MUJAHIDDAKWAH.COM, BULUKUMBA – Pondok Pesantren Abu Bakar Ash-Shiddiq Bulukumba sukses mengadakan pelatihan jurnalis yang di adakan secara offline di ruang rapat Ponpes, dan di iku oleh 15 santri dari berbagi angkatan baik SMP ataupun SMA. Ahad, (27/2/2022).
Kegiatan ini bertujuan untuk memberikan bekal kepada santri agar memiliki skill dibidang jurnalis dan dapat bermanfaat nantinya untuk masyarakat.
“Lembaga pendidikan khususnya pesantren harus menyadari akan pentingnya ilmu jurnalistik untuk menunjang skill santri yang dipersiapkan untuk menjadi da’i dimasyarakat,” ujar Ustaz Supriadi selaku kepala sekolah tingkat SMA.

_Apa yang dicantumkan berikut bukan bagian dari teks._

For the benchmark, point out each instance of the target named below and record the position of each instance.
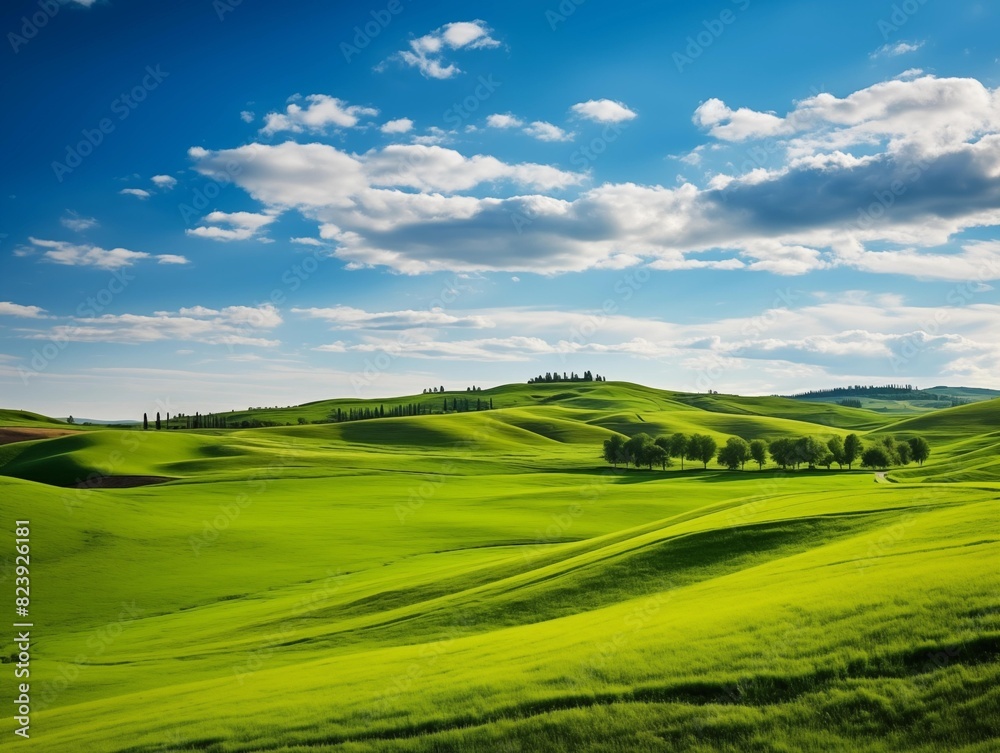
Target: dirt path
(121, 482)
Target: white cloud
(434, 135)
(15, 309)
(603, 111)
(164, 182)
(231, 226)
(814, 206)
(504, 120)
(895, 50)
(321, 112)
(233, 325)
(543, 131)
(76, 223)
(83, 255)
(346, 317)
(426, 52)
(400, 125)
(434, 168)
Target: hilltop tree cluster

Pelatihan jurnalis santri ini menghadirkan pemateri aktivis media Islam dari Makassar yang juga sebagai Founder mujahiddakwah.com. Dalam paparannya mengatakan bahwa jurnalis adalah pekerjaan mulia dan keahlian yang wajib dimiliki bagi setiap anak-anak muda.
“Aktivitas kejurnalistikan baik budaya baca dan menulis adalah pekerjaan para ulama yang memiliki kemuliaan disisi Allah. Maka, seharusnya setiap santri dan anak-anak muda harus membangkitkan budaya baca dan menulis dalam aktivitas sehari-harinya,” ujar Muhammad Akbar dalam paparan materinya.

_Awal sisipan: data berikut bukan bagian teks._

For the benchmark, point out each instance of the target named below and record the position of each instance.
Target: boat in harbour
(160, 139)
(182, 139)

Pembina Daar Al-Qalam tersebut juga menambahkan bahwa menulis adalah keahlian yang dibentuk bukan lahir secara turun termurun.
“Menulis adalah keahlian yang harus dibentuk dan dilatih secara terus menerus, bukan tiba-tiba hebat dalam menulis. Sebab itu, keahlian menulis adalah salah satu skill yang harus dimiliki oleh setiap santri dan anak-anak Muda,” tegasnya.

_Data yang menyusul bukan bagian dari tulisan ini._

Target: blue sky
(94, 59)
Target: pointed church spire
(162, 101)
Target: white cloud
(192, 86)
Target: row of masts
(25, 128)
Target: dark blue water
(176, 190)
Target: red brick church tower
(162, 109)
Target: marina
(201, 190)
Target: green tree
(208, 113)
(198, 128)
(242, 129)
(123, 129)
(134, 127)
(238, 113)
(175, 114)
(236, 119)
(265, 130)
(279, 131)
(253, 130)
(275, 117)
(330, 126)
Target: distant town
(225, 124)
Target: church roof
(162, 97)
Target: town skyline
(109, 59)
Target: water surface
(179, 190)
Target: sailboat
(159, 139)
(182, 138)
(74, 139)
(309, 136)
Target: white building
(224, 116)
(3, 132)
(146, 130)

Kita mengetahui dan menyadari bahwa terjadi krisis budaya baca dan menulis dikalanan santri dan generasi muda. Sehingga diharapkan kegiatan ini dapat melahirkan santri yanb cinta terhadap membaca dan menulis.
“Harapan kita tentunya melalui pelatihan jurnalistik ini santri mampu memiliki ketertarikan di dalam membaca dan menulis sehingga kita tidak kehabisan tokoh atau ulama yang memiliki skill jurnalistik sebagaimana para ulama kita dulu seperti Buya Hamka, Muh. Natsir dan yg lainnya,” terang Ustaz Supriadi Nasir.